Dietary constituents modulate the healing response through the action of amine oxidases

Lead Research Organisation: University of Birmingham
Department Name: Immunity and Infection


The maintenance of health and wellbeing requires the complex interaction between biological systems and environmental factors. Dysregulation of the processes governing repair of damaged tissue can result in a loss of tissue function, a process that underpins organ failure in many chronic disorders and aging. It is clear that tackling the problems posed by impaired wound healing responses presents a major socio-economic and health challenge.

The repair and replacement of damaged tissue is a multistep process. Firstly clearance of dead/dying cells and scaffolding proteins that provide a framework for cellular growth is facilitated by specialised immune cells in blood that patrol the circulatory system. This is followed by a co-ordinated invasion by fibroblast cells that form a temporary framework to support the growth of replacement tissue. Once the damaged site has been replaced with healthy tissues the temporary scaffold is then degraded through the programmed cell death of the fibroblasts following further interactions with specialised immune cells. The delicate balance of these processes can be affected by factors such as diet, age and even the type of bacteria present in the gut. This can lead to impairment of responses to tissue injury and the rapidity of age-related scarring.

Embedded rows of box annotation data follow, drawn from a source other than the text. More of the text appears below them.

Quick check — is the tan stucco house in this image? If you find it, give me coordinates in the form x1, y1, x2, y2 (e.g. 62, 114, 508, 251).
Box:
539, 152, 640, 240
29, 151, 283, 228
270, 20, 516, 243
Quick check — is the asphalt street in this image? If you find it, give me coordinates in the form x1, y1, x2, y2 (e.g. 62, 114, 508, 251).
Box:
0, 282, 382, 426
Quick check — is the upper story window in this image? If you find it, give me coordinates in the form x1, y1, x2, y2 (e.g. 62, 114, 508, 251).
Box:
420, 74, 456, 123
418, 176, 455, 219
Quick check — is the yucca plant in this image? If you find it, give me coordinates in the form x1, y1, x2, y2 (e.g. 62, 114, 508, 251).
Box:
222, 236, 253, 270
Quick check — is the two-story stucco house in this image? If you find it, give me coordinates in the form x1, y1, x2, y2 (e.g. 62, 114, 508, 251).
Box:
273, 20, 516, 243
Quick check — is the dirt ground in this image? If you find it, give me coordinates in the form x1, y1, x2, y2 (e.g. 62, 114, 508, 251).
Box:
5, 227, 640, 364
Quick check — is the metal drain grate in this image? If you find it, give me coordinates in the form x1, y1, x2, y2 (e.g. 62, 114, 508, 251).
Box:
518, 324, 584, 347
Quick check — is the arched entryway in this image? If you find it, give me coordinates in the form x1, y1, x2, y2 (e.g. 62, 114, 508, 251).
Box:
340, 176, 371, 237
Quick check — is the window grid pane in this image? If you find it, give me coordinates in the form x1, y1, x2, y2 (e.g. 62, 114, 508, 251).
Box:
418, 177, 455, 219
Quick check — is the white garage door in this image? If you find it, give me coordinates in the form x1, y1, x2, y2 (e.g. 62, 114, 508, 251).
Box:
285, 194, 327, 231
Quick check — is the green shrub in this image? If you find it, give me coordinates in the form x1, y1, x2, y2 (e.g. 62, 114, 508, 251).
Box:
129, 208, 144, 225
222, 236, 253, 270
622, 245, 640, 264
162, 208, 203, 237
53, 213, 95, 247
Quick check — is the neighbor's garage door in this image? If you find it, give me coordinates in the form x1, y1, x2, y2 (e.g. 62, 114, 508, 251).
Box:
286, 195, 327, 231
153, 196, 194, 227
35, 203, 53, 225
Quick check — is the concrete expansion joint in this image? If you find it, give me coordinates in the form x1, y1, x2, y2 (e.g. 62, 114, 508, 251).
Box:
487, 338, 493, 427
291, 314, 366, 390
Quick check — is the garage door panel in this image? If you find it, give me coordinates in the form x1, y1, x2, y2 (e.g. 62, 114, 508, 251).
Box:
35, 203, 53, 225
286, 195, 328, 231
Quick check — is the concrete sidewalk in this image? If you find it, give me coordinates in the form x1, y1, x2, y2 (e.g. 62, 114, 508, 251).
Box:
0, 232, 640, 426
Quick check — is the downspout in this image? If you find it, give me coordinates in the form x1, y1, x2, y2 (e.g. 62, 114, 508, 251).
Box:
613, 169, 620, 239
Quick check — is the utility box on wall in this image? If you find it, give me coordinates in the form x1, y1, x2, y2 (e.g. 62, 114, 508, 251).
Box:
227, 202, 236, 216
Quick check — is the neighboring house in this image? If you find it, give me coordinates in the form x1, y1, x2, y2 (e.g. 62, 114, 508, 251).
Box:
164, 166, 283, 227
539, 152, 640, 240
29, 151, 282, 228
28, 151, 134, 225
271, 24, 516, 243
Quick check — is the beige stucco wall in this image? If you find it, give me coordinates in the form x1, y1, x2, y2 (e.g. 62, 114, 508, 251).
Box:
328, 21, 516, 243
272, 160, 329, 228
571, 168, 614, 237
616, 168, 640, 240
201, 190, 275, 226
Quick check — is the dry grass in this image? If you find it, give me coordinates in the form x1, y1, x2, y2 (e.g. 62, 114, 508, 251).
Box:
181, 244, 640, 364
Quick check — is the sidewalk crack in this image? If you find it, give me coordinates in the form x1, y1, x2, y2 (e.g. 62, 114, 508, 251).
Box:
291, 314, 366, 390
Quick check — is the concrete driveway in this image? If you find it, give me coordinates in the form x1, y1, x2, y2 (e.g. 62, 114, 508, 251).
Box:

Natural products present in the diet can regulate the function of amine oxidases, a family of proteins that are present in many cells of the body. They are implicated in the development of chronic disorders and the development of tumours. It is thought that an increased level of these proteins leads to the build-up of damaging immune cells and the production of highly rigid cellular scaffolds. This results in excessive scar formation and impaired function, potentially leading to life threatening disorders. Dietary constituents that are used by amine oxidases can be found in diverse foodstuffs such as fish, meat, vegetables, coffee and wine. They can also be produced by bacteria present in the gut and transported to other parts of the body through the circulation. However it is not clear what impact regulation of these proteins by the diet has on the wound healing process. This project will seek to identify specific dietary components that modulate amine oxidase activity. In this context we will also investigate which members of the amine oxidase protein family can promote immune cell recruitment and exacerbate scar formation.

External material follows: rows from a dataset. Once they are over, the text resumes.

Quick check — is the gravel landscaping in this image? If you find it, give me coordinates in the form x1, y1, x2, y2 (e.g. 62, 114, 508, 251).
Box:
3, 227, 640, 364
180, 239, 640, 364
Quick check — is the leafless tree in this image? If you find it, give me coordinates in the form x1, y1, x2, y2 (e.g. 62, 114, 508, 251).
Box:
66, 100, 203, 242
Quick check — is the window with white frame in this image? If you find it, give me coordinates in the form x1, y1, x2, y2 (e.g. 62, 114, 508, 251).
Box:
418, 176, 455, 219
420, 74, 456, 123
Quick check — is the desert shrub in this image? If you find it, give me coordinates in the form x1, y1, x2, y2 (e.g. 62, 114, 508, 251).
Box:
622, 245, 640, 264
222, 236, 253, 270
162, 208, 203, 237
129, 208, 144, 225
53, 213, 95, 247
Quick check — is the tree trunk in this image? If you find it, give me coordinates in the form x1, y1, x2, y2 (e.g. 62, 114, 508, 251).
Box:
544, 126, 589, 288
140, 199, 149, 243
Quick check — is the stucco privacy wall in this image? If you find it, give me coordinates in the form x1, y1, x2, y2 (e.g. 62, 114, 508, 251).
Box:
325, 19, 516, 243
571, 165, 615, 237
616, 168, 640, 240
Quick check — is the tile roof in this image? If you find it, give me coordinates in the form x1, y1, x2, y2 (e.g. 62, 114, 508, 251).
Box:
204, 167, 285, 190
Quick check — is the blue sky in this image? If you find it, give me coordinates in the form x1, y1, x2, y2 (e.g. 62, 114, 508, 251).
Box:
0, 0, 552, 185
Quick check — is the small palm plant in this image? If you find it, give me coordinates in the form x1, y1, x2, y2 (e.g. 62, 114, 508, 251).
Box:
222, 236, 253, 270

The identification of dietary mediators of amine oxidase activity will have important implications in tailoring the formulation of diets for individuals such as those with chronic disorders. Understanding the function of each amine oxidase in the maintenance of healthy tissue will have far-reaching consequences for both the long-term goal of development and deployment of medical therapeutic interventions.

Technical Summary

Tissue homeostasis requires a coordinated programme of inflammation, regeneration and replacement. The maintenance of homeostasis is underpinned by tightly controlled inflammatory and stromal cell responses. Dysregulation of these processes can result in loss of tissue function and integrity, and is a feature of both humans and animals suffering from chronic conditions such as progressive organ failure. There is mounting evidence that dietary factors and the composition of the gut microbiome can affect an individual's response to tissue injury and the rapidity of age-related scarring. Therefore an understanding of the dietary factors that control of inflammation and wound healing responses is critical to the development of strategies to alleviate these conditions.

The amine oxidases are a group of enzymes that deaminate primary amines such as those found in the diet, or those generated as a consequence of metabolism by gut bacteria. Amine oxidases have been implicated in inflammatory and stromal responses to tissue damage through recruitment of distinct immune cell subsets, stromal cell activation and cross-linking of ECM. Whilst it is known that certain dietary amines are substrates for these enzymes their effects on tissue homeostasis are poorly understood. Furthermore the precise roles of individual members of the amine oxidase family in this process have not been fully described.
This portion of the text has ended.